The point of the exercise is to get a feeling of how astronomers actually observe orbits. Remember that, in our solar system, we see the orbit pretty much "edge on". Therefore, we see a sinusoidal oscillating motion, instead of a circular orbit. The period of the sine wave, however, is the same as the orbital period.
Another concept we are introducing to day is the idea of "natural units". That is, times when it is much more convenient to write things down in terms of naturally occuring quantities. In this case, it is natural to write things down in terms of solar masses, years, and astronomical units (A.U.).
Before coming to class, you should print out and read through the student manual for the CLEA exercise on "The Moons of Jupiter". This will give you some of the background physics (and some interesting history) for the measurement. Notice that the writeup ignores SI units altogether and points out that if we always express the mass of the heavy body in units of the solar mass, the radius (or "semimajor axis") in units of the earth-sun distance (called one astronomical unit, or AU), and the revolution period in years, then we can ignore the various constants altogether.

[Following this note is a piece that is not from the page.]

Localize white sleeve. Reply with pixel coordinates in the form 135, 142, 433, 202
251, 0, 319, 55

Follow the instructions to get to CLEA software and the "Jupiter" program on RCS. It would be best to share your data with another pair of students, each pair working on a different two moons. (There may not be enough time to complete the exercise if you do all four moons by yourself.) Plot your results on the graphs provided on pages 10 and 11 of the student manual. Carry out the calculation and answer the questions on page 12 of the student manual. You do not need to answer the "extra credit" questions on page 13.
You have one homework problem due at the start of class next Wednesday, namely problem 4 in Chapter 1 of Zeilik & Gregory. This is to continue our discussion of Newtonian gravity, by figuring out the effective gravitational acceleration (i.e. your "weight") on the Moon, Sun, and Jupiter, relative to that on Earth. We will be doing more on motion in gravitational fields in class.